|Wyse Pester, D - COLORADO STATE UNIV.|
|Westra, P - COLORADO STATE UNIV.|
Submitted to: Journal of Nematology
Publication Type: Peer Reviewed Journal
Publication Acceptance Date: November 9, 2001
Publication Date: June 20, 2002
Citation: Wyse Pester, D.Y., Wiles, L., Westra, P. 2002. The potential for mapping nematode distributions for site-specific management. Journal of Nematology. 34(2):80-87 Interpretive Summary: Nematodes are microscopic worms in the soil that sometimes must be controlled with pesticides to prevent damage to crops. Often, the number of nematodes varies from location to location within a field so a grower may be able to minimize pesticide use if he or she had a map of nematode density within a field and applied pesticide only where there enough nematodes to justify the cost of the pesticide. Nematode density at a location is determined by the expensive process of extracting, identifying and counting the nematodes in a soil core. A map is made by estimating density throughout the field from densities determined at a limited number of locations. A map can be made only if there is some pattern to the variation in density within a field so that knowing nematode density at some locations provides enough information to estimate density at locations where cores were not collected. The nature of this pattern determines how many cores must be collected and analyzed to make a map for a field, and consequently, the cost of a map.

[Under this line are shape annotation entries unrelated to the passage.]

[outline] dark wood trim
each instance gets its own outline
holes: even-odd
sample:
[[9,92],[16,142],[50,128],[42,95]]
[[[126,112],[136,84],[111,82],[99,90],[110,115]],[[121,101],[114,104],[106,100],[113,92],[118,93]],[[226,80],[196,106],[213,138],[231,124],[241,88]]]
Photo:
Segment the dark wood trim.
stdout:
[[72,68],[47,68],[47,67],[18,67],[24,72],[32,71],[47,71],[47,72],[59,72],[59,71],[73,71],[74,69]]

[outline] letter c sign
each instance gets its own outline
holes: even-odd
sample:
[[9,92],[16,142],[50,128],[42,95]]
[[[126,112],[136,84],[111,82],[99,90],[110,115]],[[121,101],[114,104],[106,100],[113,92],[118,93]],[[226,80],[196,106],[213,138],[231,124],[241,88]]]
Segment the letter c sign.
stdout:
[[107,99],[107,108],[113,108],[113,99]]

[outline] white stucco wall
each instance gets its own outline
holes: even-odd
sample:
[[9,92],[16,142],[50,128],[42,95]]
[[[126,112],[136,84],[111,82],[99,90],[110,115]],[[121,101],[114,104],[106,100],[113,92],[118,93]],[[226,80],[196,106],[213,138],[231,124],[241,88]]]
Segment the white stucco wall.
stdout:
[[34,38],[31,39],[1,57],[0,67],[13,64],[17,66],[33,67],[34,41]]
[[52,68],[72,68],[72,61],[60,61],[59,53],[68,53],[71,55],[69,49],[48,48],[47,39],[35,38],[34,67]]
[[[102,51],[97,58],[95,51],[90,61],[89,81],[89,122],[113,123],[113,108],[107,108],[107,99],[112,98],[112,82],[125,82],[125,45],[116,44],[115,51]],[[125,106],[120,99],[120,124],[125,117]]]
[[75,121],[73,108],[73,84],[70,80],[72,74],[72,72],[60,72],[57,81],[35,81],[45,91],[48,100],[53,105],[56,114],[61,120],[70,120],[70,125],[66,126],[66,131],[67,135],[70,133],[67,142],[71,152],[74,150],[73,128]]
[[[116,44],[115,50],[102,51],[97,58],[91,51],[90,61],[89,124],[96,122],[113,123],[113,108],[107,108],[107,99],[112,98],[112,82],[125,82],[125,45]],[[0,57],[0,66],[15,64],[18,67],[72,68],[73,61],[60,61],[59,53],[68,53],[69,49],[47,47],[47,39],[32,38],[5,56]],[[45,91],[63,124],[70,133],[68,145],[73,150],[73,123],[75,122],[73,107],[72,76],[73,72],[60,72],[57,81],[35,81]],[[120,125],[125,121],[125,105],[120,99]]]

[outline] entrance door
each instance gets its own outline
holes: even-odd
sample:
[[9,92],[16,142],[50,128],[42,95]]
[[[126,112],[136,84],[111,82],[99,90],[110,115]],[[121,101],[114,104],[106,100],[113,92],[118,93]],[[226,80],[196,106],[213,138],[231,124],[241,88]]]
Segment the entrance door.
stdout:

We sampled nematodes in two irrigated corn fields for two years and observed that density within a field varied in a way that maps could be made. Moreover, the number of locations where nematode density must be determined to make a map may be small enough that growers can afford to determine if parts of the field may be left untreated.
Technical Abstract: The success of site-specific nematode management depends on a grower or advisor being able to afford to make a map of an infestation that is accurate enough for management decisions. The spatial dependence of nematode infestations and correlation of soil attributes with nematode density were assessed to investigate the scale of sampling required to obtain correlated observations of density and the use of soils data to reduce the cost of sampling. Nematodes and soil were sampled on a 76.2 by 76.2-m grid in two irrigated corn (Zea mays) fields for two years. Nematodes of each of three species were found in 36 to 77% of the cores from a field. Spatial dependence was detected for 10 of 16 distributions and 22 to 67% of the variation in density within a field could be attributed to spatial correlation. Density was correlated to distances of 115 to 649 m in the directions of 0, 45, 90 and 135º from the crop row and distances varied with direction. Correlations between nematode density and soil attributes were inconsistent between species and fields. These results indicate a potential for mapping nematode infestations for site-specific management, but provide no evidence for reducing the cost of sampling by substituting soils data for nematode counts when making a map.